Copying. Papers may be copied in accordance with the library's usual procedures.

Extent

1.26 linear feet (3 file boxes)

The papers of Alice B. Foster contain Foster's incoming personal and professional correspondence. Most professional correspondence is related to her work teaching physical education for young women, and includes letters from other instructors (including former students who went on to become instructors), with program administrators, with doctors and with companies that manufactured gymnasium apparatus. This correspondence includes requests for rules of the game of basketball and other games, as well as for suggestions of programs of exercises and general curricula for physical education of women. Several correspondents write about anthropometric measurements, a practice of measuring the human body.

Foster was close to her sisters Ida Florence ("Eff") and Edith Frances ("Dee"), and the collection also contains many letters the three of them wrote to each other. Letters discuss their parents' health and financial situation in Malden, Massachusetts, their bicycling adventures, and their various travels and experiences. Alice Foster's letters to her sisters describe her health and give detailed descriptions of her time in Tennessee in 1894, including other physical education teachers, horseback riding, teaching swimming, and her reaction to the American South. Her letters from Oberlin describe football games, her living situation, suitors on campus, and her teaching.

The collection is arranged alphabetically by correspondent.

BIOGRAPHY

Alice Bertha Foster was born in 1866 to Bertha (Brown) and James Foster in Peabody, Massachusetts. She had two older sisters, Ida Florence Foster (1861-1901) and Edith Frances Foster (1863-1951). The Foster girls were raised in Wakefield and Malden, Massachusetts, and all were avid cyclists. Ida Foster taught at the Prospect Hill School in Greenfield, Massachusetts. Edith Foster was a working artist. She worked for N.S. Day, a Springfield, Massachusetts, "designer & manufacturer of artistic novelties" and illustrated several children's books and a work on women's physical education. Alice Foster worked as a teacher of physical education (often termed "physical culture") for women for many years. In the early 1890s, she was in charge of the women's gymnasium at the pioneering coeducational University of Chicago, working under Dean of Women Alice Freeman Palmer. In 1894, she took a job in Tennessee in order to have more opportunities for rest and fresh air. By 1897, Alice Foster was Director of the Gymnasium at Bryn Mawr College. In the fall of 1899 she took a temporary 2 year position in the same role at Oberlin College. Following that position, she worked at the All Saints School in South Dakota until at least the spring of 1905. By 1930, Alice Foster had returned to Wakefield, Massachusetts, where she lived with her sister Edith.

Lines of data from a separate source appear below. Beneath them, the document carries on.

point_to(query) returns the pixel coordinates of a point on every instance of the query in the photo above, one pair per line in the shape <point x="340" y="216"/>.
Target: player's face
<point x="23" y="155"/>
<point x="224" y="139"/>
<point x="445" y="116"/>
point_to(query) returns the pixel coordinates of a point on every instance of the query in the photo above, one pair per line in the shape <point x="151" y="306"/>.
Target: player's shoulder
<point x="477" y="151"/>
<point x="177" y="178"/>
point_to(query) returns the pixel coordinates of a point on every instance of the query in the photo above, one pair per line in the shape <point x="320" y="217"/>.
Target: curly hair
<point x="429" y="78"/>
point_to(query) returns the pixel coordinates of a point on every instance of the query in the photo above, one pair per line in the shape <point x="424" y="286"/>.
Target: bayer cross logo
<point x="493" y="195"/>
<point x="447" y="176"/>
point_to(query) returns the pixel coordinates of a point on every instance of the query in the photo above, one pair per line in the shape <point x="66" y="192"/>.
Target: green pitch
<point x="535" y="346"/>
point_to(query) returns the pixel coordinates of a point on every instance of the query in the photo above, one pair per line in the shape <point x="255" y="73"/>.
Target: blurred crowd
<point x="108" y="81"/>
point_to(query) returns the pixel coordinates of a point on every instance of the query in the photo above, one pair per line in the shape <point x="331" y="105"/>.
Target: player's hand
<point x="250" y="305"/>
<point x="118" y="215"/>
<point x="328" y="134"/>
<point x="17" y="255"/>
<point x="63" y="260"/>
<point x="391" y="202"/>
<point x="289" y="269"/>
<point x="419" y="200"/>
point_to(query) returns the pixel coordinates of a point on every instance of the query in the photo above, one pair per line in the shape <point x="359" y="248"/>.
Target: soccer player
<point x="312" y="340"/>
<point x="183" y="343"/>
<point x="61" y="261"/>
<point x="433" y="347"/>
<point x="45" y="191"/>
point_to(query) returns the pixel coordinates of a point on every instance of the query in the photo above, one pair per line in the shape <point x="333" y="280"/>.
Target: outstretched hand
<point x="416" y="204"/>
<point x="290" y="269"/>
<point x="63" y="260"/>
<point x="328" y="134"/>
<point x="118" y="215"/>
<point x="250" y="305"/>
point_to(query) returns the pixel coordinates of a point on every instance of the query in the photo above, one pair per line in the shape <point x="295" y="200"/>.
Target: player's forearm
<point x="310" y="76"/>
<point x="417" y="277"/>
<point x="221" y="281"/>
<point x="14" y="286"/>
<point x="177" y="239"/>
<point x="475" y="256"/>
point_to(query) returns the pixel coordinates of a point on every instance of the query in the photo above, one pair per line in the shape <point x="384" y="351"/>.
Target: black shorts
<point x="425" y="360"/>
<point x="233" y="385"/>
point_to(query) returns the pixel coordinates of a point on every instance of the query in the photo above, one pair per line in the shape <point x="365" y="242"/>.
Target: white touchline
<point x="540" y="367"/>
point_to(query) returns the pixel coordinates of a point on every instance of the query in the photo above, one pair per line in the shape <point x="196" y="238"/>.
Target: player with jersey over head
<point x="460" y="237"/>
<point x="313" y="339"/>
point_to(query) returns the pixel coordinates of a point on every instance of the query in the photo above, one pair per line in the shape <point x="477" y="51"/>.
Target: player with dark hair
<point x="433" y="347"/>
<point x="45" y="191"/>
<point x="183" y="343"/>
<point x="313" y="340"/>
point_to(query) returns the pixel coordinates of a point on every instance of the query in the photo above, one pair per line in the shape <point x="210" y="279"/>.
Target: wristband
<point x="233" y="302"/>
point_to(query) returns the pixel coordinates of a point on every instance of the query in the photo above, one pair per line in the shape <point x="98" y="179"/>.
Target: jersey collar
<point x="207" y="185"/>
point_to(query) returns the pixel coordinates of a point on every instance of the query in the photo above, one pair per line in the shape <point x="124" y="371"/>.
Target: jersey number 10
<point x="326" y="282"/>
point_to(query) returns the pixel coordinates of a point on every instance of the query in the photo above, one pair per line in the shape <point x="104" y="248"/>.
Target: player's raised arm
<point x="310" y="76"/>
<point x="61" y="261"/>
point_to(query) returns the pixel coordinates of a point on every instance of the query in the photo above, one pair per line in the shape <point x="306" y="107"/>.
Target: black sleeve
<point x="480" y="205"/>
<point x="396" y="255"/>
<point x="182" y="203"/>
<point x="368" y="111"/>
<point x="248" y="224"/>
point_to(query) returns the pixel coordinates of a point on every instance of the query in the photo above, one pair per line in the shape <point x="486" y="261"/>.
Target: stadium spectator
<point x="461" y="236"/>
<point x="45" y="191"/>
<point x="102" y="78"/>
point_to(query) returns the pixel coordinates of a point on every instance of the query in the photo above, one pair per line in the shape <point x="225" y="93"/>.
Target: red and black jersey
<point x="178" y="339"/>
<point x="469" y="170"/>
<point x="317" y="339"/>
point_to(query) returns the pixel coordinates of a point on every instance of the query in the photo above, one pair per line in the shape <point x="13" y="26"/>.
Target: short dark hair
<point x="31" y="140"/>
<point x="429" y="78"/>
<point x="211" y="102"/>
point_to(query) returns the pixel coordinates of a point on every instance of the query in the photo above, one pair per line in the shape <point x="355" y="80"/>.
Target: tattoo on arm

She died in 1937.

Physical Location

Collection stored off site: researchers must request access 36 hours before use.

Immediate Source of Acquisition

Accession number: 2020-M89

The papers of Alice B. Foster were acquired from Carmen Valentino in September 2020.

Processing Information

Processed: November 2020

By: Jenny Gotwals

The Schlesinger Library attempts to provide a basic level of preservation and access for all collections, and does more extensive processing of higher priority collections as time and resources permit.  Finding aids may be updated periodically to account for new acquisitions to the collection and/or revisions in arrangement and description.

Author
Arthur and Elizabeth Schlesinger Library on the History of Women in America
Language of description
eng
Sponsor
Processing of this collection was made possible by the Alice Jeanette Ward Fund
EAD ID
sch01932

Repository Details

Part of the Schlesinger Library, Radcliffe Institute Repository

The preeminent research library on the history of women in the United States, the Schlesinger Library documents women's lives from the past and present for the future. In addition to its traditional strengths in the history of feminisms, women’s health, and women’s activism, the Schlesinger collections document the intersectional workings of race and ethnicity, gender, sexuality, and class in American history.